Recognizing the past/non-past distinction, and treating the historical present as a pragmatic device–just as both traditional grammarians and linguists have done for decades–changes what originally seemed like a mess into something quite a bit tidier. Here is the updated table from my article.
- The HP usage is excluded, based on it not representing the basic semantics of the Present.
- The future reference is part of the core semantics, based on the non-past reference.
- The temporally undefined data tells us nothing about the temporal reference. It says the form was chosen based on the aspect that it conveyed in a timeless/atemporal context. It should thus either be included in the core usage, or excluded as not telling us anything about temporal reference.
In either case, the Present indicative forms in Mark render a 99% consistency in usage with what would be expected of an Indo-European tense form.

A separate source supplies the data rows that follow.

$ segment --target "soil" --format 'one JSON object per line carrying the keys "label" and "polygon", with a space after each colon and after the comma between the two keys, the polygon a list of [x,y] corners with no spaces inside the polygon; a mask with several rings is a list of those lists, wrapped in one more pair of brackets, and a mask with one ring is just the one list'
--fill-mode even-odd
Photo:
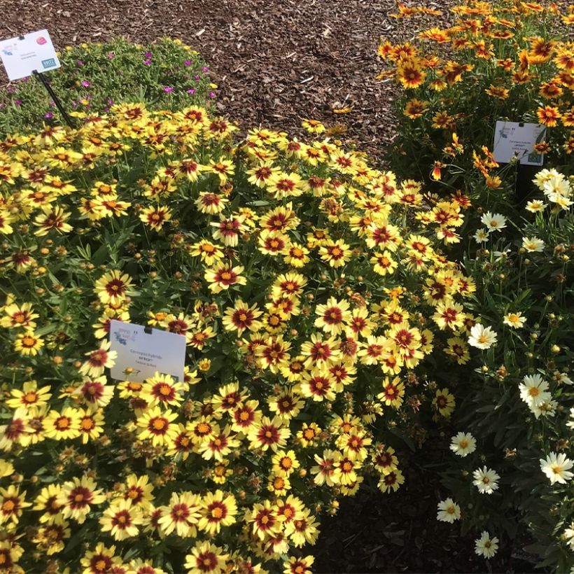
{"label": "soil", "polygon": [[[377,46],[413,34],[413,22],[388,16],[394,0],[2,0],[1,8],[0,38],[46,27],[57,49],[115,36],[179,38],[208,62],[217,106],[234,121],[292,134],[304,118],[341,124],[344,139],[375,157],[392,137],[396,93],[375,79]],[[348,115],[332,112],[347,106]]]}
{"label": "soil", "polygon": [[[340,124],[344,139],[375,158],[392,139],[397,94],[375,79],[379,38],[414,34],[412,22],[389,18],[393,0],[2,0],[1,8],[0,38],[47,28],[57,49],[118,35],[141,43],[180,38],[208,62],[220,113],[244,127],[297,134],[304,118]],[[346,106],[348,114],[332,111]],[[532,570],[507,547],[486,566],[474,554],[474,536],[436,520],[436,475],[402,470],[406,484],[397,493],[365,487],[323,519],[316,547],[306,549],[316,556],[316,572]]]}

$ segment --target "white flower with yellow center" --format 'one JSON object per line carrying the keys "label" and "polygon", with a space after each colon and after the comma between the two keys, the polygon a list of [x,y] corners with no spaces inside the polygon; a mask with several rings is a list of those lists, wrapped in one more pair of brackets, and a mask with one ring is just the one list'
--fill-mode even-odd
{"label": "white flower with yellow center", "polygon": [[476,450],[476,440],[470,433],[458,433],[452,438],[450,449],[458,456],[466,456]]}
{"label": "white flower with yellow center", "polygon": [[540,470],[550,479],[551,484],[555,482],[566,484],[566,481],[570,480],[574,476],[574,473],[570,472],[570,469],[574,466],[574,463],[566,458],[566,455],[564,453],[556,454],[555,452],[551,452],[546,457],[546,460],[540,460]]}
{"label": "white flower with yellow center", "polygon": [[480,221],[486,226],[489,233],[500,231],[506,227],[506,218],[500,214],[491,214],[487,211],[480,218]]}
{"label": "white flower with yellow center", "polygon": [[437,519],[442,522],[454,522],[461,518],[461,507],[452,498],[441,500],[438,506]]}
{"label": "white flower with yellow center", "polygon": [[481,494],[492,494],[498,488],[500,477],[491,468],[486,468],[486,466],[477,468],[472,472],[472,477],[475,479],[472,484]]}
{"label": "white flower with yellow center", "polygon": [[521,327],[524,326],[524,323],[526,322],[526,318],[522,316],[522,314],[519,313],[508,313],[504,316],[504,318],[503,320],[503,323],[505,325],[507,325],[509,327],[512,327],[514,329],[518,329]]}
{"label": "white flower with yellow center", "polygon": [[540,374],[526,374],[522,381],[518,386],[520,398],[528,407],[538,406],[552,399],[552,396],[548,392],[548,383]]}
{"label": "white flower with yellow center", "polygon": [[538,237],[523,237],[522,247],[529,253],[536,251],[541,252],[545,246],[545,244],[542,239]]}
{"label": "white flower with yellow center", "polygon": [[468,344],[477,349],[490,349],[496,342],[496,333],[490,327],[477,323],[470,329]]}

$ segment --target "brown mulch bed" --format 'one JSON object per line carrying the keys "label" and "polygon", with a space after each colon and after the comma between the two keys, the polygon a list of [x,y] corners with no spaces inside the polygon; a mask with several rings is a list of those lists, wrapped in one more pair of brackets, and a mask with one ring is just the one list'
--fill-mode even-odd
{"label": "brown mulch bed", "polygon": [[[429,2],[444,8],[451,0]],[[380,36],[408,38],[394,0],[2,0],[0,38],[46,27],[57,48],[122,35],[180,38],[220,86],[218,106],[244,127],[297,134],[301,119],[340,123],[378,156],[393,133],[396,88],[375,79]],[[346,115],[332,110],[353,106]]]}

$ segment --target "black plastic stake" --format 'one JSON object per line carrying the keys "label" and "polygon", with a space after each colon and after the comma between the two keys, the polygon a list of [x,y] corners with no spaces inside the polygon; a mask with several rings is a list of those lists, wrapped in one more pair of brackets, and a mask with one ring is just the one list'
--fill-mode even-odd
{"label": "black plastic stake", "polygon": [[62,114],[62,117],[64,118],[64,120],[66,122],[68,125],[74,129],[75,127],[74,125],[72,123],[72,120],[70,119],[70,116],[66,113],[66,111],[64,109],[64,107],[62,105],[62,103],[58,99],[58,97],[54,92],[54,90],[52,89],[52,86],[50,85],[48,80],[44,78],[43,75],[38,72],[37,70],[34,71],[34,75],[40,79],[40,81],[44,85],[44,88],[48,90],[48,93],[52,97],[52,99],[54,100],[54,103],[56,104],[56,107],[59,110],[59,113]]}

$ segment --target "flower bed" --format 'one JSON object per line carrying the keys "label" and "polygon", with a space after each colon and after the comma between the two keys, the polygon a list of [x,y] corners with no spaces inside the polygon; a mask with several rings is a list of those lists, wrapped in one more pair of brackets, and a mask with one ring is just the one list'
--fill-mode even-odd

So had the widely-accepted linguistic notions of Greek having a past/non-past temporal distinction and of the historical present being a pragmatic usage been incorporated into Porter’s theoretical framework, there would have been no basis for making a tenseless/timeless argument in Greek. There likely would not have been much of a Porter/Fanning debate, and our field would not have squandered the last 20 years arguing about a linguistically unsound proposal.
One’s presuppositions play a huge role in determining outcomes. Beware.